JawaPos.com – Penderita vaginismus masih kerap disalahkan ketika tidak bisa melakukan hubungan seksual dengan pasangan. Padahal, kondisi tersebut merupakan penyakit medis, bukan sekadar karena perempuan tidak rileks atau tidak mau berhubungan intim.
Dokter yang secara komprehensif menangani vaginismus, dr. Robbi Asri Wicaksono, SpOG, menegaskan anggapan bahwa penderita vaginismus tidak bisa berhubungan seksual karena faktor psikologis semata merupakan kekeliruan yang harus dikoreksi.
“Di luar sana banyak sekali kekeliruan-kekeliruan yang menyatakan bahwa, ‘Oh ini mah karena si perempuannya aja enggak bisa rileks atau enggak mau berhubungan seks atau bahkan tidak mau melayani suami’. Itu adalah sebuah kesalahan," ujar dr. Robbi saat dihubungi JawaPos.com, Rabu (13/5).
Menurutnya, dampak dari cara pandang tersebut sangat besar terhadap kondisi mental pasien karena mereka justru menjadi pihak yang disalahkan saat mengalami penyakit.
“Bayangkan dia mengalami sebuah penyakit tetapi respons orang di sekitarnya itu adalah malah menyalahkan yang bersangkutan. Itu kan sangat-sangat tidak pantas, tidak manusiawi, dan tidak empati,” katanya.
Vaginismus Masuk Klasifikasi Penyakit WHO
dr. Robbi menjelaskan vaginismus merupakan penyakit yang telah masuk klasifikasi Organisasi Kesehatan Dunia (WHO) dengan kode N94.2.
“Vaginismus itu adalah sebuah penyakit, Kang.
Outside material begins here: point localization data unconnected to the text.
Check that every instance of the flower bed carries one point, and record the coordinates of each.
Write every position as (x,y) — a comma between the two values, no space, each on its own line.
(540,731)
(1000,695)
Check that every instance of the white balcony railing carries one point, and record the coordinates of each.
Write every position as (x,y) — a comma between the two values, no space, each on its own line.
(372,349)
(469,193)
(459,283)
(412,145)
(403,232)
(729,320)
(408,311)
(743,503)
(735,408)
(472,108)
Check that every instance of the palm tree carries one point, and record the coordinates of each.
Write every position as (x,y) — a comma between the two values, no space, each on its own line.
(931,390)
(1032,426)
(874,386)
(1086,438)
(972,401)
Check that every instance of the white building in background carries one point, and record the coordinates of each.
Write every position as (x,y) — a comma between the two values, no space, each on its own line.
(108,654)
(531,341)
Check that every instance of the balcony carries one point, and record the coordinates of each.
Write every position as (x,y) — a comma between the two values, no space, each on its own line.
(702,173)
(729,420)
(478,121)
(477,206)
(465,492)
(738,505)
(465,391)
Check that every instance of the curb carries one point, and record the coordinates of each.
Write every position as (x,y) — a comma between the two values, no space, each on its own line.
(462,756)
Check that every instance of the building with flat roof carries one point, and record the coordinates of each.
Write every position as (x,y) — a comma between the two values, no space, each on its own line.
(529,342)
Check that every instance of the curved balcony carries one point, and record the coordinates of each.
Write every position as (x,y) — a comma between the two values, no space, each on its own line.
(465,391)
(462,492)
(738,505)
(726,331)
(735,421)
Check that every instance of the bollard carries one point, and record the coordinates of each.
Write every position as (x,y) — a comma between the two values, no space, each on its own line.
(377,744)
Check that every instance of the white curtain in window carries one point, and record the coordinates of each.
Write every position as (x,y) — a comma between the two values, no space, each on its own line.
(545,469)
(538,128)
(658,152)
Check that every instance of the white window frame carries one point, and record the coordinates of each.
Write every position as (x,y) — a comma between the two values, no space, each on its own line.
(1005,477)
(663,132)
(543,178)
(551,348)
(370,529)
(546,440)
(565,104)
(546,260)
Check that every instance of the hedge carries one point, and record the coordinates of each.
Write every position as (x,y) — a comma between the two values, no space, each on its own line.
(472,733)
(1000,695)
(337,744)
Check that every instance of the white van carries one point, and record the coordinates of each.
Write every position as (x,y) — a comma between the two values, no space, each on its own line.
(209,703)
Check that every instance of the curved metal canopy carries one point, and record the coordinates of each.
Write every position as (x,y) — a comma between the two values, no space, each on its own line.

Jadi dia bukanlah istilah populer di masyarakat, tetapi memang istilah penyakit,” ujarnya.
Ia menjelaskan, vaginismus merupakan kondisi kekakuan otot pada vagina yang tidak bisa dikendalikan secara sukarela oleh pasien.
“Penyakit vaginismus ini adalah penyakit pada organ vagina berupa kekakuan otot vagina yang tidak bisa dikendalikan,” lanjutnya.
Otot Vagina Mengalami Spasme
Menurut dr. Robbi, otot vagina termasuk otot involunter atau otot yang tidak bisa dikendalikan oleh pikiran seperti otot tangan dan kaki.
Karena mengalami spasme atau kekakuan, otot tersebut menciptakan tahanan pada bagian depan vagina sehingga proses penetrasi menjadi sulit bahkan tidak bisa dilakukan.
“Nah, otot ini mengalami kekakuan, dalam bahasa medisnya spasme, sehingga menciptakan tahanan atau resisten pada bagian depan vagina yang menyebabkan kendala pada proses penetrasi terhadap vagina,” jelasnya.
Ia menyebut sekitar 88 hingga 90 persen kasus vaginismus ditandai dengan kegagalan penetrasi saat berhubungan seksual.
“Yang terbanyak itu adalah kegagalan. Jadi penis tidak bisa masuk ke vagina,” katanya.
Sementara sebagian pasien lain masih bisa mengalami penetrasi, tetapi dengan rasa nyeri hebat.
Pasien Kerap Dibully hingga Diadili Lingkungan Sekitar
dr. Robbi mengatakan penderita vaginismus sering kali mendapatkan perlakuan buruk dari lingkungan sekitar akibat pemahaman yang keliru tentang penyakit tersebut. Menurutnya, pasien tidak hanya disalahkan, tetapi juga bisa mengalami perundungan verbal hingga fisik.
“Pelaku-pelaku yang menyalahkan pasien, menghakimi pasien, bahkan melakukan aniaya, melakukan bully, baik itu verbal maupun fisik terhadap pasien, itu biasanya dilakukan oleh orang-orang terdekat pasien,” tuturnya.
dr. Robbi juga menyoroti bahwa perlakuan menyudutkan pasien bahkan dapat datang dari tenaga kesehatan.
“Yang lebih menyedihkan justru juga dilakukan oleh para tenaga medis yang menghadapi pasien dengan kondisi vaginismus,” katanya.
Karena itu, dr. Robbi menilai penting untuk meluruskan pemahaman masyarakat bahwa vaginismus adalah penyakit medis yang membutuhkan empati dan penanganan profesional, bukan penghakiman terhadap penderitanya.